D'un autre côté, le premier pays de la région qui a condamné les derniers événements a été le Pérou, qui a décidé de rappeler son ambassadeur au Venezuela en signe de protestation.

Les organisations des Droits de l'Homme comme PROVEA n'hésitent pas à déclarer que le Venezuela est une dictature, et ce depuis octobre 2016 quand le gouvernement a empêché la tenue des élections.
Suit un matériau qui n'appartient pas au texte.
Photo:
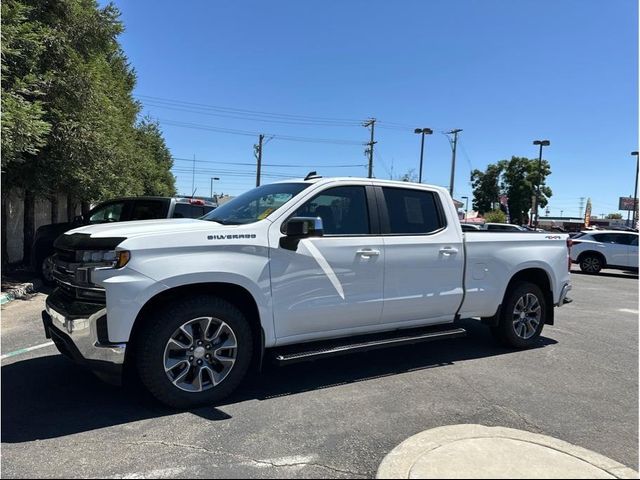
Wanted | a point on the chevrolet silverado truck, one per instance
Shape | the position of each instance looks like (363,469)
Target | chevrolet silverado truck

Dès avant l'invalidation de l'assemblée nationale, PROVEA qualifiait la situation de démocratie compromise sur la voie de la dictature.

Le TSJ annule définitivement l'Etat de droit et consolide la dictature (#DictaduraEnVenezuela) en privant de pouvoir l'AN

Le Centre des droits de l'homme de l'université catholique Andrés Bello, Espacio Público et d'autres organisations non gouvernementales qualifient les actes de l'exécutif et du judiciaire de rupture de l'ordre constitutionnel.